Details of the HMS algorithm can be found in the vignette. Specific application to brain connectivity data will be briefly summarized here. Starting from a common brain atlas (e.g., Automated Anatomical Labeling (AAL), Harvard-Oxford (HO), Craddock 200 (CC200), etc.), adjacency matrices representing functional and structural connectivity are derived from the correlation between resting state functional MRI (rs-FMRI) blood oxygen level dependent (BOLD) time series or the number of white matter fiber tracks computed from diffusion tensor MRI, respectively. Previous studies have observed that functional connectivity can be detected between brain regions that lack a direct structural connection. However, the propensity for two areas to interact on a functional level has been shown to vary in proportion to their structural connectivity, leading to the widely held assumption that functional configurations are assumed to be a reflection of underlying structural linkages. As such, we have utilized the multimodal aspect to the HMS algorithm to create structurally-informed functional connectivity communities.
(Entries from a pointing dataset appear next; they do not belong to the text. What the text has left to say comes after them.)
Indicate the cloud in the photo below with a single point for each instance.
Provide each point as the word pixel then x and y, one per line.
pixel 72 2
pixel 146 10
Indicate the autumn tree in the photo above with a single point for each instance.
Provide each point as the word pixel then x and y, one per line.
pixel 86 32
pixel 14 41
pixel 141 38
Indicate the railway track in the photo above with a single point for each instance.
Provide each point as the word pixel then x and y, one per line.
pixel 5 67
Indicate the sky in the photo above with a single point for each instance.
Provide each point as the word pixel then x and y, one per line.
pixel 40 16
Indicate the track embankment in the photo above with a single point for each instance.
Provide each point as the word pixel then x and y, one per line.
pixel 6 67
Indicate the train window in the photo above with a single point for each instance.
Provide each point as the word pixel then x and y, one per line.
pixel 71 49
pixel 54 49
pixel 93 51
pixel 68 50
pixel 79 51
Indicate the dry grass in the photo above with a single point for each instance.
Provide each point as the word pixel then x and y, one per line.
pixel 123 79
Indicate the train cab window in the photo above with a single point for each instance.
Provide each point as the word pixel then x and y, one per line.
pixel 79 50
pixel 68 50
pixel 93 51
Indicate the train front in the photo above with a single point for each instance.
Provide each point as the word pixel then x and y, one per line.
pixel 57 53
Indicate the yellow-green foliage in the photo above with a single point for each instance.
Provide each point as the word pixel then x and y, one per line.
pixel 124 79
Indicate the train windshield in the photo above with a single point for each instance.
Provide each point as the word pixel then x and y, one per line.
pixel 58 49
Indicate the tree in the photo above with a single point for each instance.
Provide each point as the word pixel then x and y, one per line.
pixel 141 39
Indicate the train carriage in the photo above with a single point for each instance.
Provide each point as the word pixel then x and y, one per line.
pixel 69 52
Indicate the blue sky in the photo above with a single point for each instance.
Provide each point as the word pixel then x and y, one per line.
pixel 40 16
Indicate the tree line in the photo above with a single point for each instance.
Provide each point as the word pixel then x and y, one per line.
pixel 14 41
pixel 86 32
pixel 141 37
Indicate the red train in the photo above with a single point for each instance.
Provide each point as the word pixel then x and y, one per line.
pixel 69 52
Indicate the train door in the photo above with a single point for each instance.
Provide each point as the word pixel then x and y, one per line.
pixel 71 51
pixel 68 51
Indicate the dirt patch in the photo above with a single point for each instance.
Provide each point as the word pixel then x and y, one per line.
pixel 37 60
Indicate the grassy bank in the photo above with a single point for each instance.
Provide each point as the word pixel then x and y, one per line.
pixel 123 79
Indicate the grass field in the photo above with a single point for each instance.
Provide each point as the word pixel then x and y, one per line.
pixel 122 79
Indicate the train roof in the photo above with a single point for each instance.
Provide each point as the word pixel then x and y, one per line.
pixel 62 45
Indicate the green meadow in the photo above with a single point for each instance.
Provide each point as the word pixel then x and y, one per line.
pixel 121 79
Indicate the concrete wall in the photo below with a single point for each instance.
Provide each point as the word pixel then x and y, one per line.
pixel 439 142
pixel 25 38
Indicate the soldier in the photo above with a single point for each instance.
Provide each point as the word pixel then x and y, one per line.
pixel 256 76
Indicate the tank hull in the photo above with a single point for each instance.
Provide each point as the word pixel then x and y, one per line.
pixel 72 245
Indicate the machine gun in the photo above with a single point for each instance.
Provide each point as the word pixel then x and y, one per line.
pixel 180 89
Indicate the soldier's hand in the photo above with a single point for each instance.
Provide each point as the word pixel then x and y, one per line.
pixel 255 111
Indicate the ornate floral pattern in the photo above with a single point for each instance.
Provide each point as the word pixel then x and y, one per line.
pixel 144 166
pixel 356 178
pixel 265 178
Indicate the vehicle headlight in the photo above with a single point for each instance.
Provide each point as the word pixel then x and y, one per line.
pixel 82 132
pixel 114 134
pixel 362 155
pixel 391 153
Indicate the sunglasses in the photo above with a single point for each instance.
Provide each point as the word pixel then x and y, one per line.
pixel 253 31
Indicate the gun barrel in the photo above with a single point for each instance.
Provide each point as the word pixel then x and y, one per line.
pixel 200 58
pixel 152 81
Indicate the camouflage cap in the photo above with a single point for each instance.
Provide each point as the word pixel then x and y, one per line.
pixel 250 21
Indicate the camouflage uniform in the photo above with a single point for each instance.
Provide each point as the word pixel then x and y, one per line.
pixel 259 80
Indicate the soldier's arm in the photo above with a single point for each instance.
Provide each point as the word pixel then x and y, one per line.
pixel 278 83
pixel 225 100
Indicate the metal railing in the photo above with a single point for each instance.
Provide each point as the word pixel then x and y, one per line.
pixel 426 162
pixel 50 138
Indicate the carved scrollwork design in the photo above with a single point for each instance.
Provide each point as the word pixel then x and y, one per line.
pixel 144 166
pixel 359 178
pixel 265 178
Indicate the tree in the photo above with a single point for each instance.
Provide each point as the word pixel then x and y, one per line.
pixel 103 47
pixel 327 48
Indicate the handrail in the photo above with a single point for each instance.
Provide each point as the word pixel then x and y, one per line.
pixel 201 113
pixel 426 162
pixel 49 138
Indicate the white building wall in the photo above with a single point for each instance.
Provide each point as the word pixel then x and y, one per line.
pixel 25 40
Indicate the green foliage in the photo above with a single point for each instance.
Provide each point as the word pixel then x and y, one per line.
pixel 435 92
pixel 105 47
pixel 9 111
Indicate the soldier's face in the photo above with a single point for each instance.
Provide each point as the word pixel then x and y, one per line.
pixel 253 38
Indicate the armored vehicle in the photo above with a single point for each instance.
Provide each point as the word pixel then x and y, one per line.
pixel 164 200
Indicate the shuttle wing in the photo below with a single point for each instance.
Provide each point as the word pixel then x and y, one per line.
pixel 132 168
However, the flexibility of the HMS algorithm does not require either brain network data or multiple inputs. In his 2010 paper, Fortunato showed that the spinglass algorithm is both precise and accurate at recovering community structures but, due its computational complexity, should not be used on networks that exceed several thousand nodes. The HMS algorithm is flexible enough so that its hierarchical and/or multimodal aspects can be suppressed. We recommend that the end user find a balance between computation time and algorithmic specifications in all applications, paying special attention when applying to large networks.

Details of the semiparametric kernel machine methods can be found in the vignette. Bringing the partitioning of nodes to communities (via the HMS algorithm or another community detection algorithm, if desired) into a format for analysis using a distance-based kernel will be briefly overviewed here. For group-level network data, a community detection algorithm is run, providing the clustering of nodes to communities. From there, a variety of cluster evaluation metrics can be chosen. Extrinsic metrics require some form of ground truth labeling; however, in neuroimaging, a ground truth is not available. For the appropriate extrinsic metrics, a harmonic mean is calculated such that for each pair of partitions A and B, each takes a turn being the ground truth label. Intrinsic metrics, on the other hand, do not require a ground truth labeling. Within this package, we utilize the Hamiltonian value from the HMS algorithm. Once the metric has been applied to the set of network community data, it is ready for input into the semiparametric kernel machine methods. Options are available for both a binary and continuous outcome of interest and for a fully nonparametric or semiparametric approach, depending on whether the end user wishes to include other covariates of interest.